Should my immunocompromised child go to school?

It is important that you communicate with your school if you choose to keep your child at home, either due to concerns about COVID-19 or if your child is ill for any other reason. When you contact the school with this information you may also wish to discuss any support you may need to assist you with your child’s learning at home.

Parents and carers of students with health support needs are encouraged to speak to their doctor when deciding if their child should go to school.

I have no support network; how do I get help?

The Community Recovery Hotline is available to support vulnerable Queenslanders in home quarantine who have no other means of support.

The hotline can assist people by arranging non-contact delivery of essential food and medication to people in quarantine with no other means of support.

The Community Recovery Hotline can be contacted on 1800 173 349.

Information for friends and family

Staying at home if you are sick and limiting contact with people doesn’t just help protect you. It helps protect the people who are most vulnerable to getting very sick from COVID-19.

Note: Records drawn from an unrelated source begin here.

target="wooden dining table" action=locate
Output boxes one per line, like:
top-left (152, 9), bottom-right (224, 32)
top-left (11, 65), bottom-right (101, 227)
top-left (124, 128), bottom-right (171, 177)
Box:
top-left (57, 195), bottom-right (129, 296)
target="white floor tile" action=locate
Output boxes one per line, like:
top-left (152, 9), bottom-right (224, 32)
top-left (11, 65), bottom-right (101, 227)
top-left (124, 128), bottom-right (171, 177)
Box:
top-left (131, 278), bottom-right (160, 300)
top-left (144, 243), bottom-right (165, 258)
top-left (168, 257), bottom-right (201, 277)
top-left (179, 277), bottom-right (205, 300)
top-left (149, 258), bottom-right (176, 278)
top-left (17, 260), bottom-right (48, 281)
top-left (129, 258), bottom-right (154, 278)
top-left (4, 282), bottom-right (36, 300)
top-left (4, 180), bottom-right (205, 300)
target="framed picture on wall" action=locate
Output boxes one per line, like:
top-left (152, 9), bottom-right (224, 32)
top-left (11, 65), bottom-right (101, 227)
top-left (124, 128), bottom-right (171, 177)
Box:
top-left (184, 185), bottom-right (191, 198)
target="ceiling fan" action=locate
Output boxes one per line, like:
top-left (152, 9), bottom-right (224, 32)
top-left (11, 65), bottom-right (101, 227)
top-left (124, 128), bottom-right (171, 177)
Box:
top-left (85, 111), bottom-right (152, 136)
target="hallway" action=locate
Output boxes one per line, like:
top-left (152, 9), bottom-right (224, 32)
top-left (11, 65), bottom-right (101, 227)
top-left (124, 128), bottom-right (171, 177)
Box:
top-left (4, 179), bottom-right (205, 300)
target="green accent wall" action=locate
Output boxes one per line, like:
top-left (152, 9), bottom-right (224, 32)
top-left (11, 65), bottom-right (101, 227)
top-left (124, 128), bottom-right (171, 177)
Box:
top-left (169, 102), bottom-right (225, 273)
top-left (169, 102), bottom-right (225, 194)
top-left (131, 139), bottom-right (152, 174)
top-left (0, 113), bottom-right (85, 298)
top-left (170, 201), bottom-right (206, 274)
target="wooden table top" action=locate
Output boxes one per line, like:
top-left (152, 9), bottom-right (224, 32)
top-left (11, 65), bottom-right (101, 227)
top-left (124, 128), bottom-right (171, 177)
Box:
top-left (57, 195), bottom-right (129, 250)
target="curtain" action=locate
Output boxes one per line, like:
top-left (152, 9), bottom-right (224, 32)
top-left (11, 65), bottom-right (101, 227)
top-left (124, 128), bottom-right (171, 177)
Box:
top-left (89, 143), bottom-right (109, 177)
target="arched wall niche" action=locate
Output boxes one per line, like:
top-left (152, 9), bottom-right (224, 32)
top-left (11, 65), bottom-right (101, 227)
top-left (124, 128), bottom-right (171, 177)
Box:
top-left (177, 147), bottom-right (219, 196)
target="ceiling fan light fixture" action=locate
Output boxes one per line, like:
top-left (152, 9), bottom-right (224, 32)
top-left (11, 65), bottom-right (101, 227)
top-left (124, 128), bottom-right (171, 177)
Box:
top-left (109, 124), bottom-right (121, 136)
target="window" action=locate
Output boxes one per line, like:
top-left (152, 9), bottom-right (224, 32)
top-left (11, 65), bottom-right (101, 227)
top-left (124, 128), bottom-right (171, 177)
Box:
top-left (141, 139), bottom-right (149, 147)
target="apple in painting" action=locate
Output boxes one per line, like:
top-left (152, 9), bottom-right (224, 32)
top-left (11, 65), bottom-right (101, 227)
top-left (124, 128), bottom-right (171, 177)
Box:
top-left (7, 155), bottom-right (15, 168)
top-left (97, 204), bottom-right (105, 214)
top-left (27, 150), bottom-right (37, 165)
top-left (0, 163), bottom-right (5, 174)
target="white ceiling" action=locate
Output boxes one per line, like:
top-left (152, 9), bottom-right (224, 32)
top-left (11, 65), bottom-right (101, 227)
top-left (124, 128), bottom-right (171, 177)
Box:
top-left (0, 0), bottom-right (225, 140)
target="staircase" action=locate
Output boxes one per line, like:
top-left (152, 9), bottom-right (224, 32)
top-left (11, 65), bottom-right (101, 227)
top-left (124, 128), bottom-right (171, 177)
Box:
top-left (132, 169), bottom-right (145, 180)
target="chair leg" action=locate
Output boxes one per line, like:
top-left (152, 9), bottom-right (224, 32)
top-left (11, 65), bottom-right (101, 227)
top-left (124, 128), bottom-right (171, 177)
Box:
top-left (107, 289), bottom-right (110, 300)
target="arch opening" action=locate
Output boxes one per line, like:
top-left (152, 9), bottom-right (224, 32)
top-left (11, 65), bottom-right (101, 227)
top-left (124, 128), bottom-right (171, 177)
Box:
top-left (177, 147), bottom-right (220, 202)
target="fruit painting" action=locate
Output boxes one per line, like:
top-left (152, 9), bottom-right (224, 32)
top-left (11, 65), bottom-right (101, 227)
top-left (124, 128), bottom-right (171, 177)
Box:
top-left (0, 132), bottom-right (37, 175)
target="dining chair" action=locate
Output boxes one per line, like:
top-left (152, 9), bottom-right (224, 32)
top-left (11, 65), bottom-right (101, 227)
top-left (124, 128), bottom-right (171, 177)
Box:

If you know someone who has a compromised immune system, it is important to support them during this time.

Remember to check in on people, especially those who are living alone or may be more vulnerable to health issues. This can help them feel connected and supported.

Ways you can help:

  • Connect with someone via phone, email or social media.
  • Pick up groceries or prescriptions and drop them off at their home.
  • Use Queensland Health’s Kindness cards. Print them out and slip it into someone’s letterbox.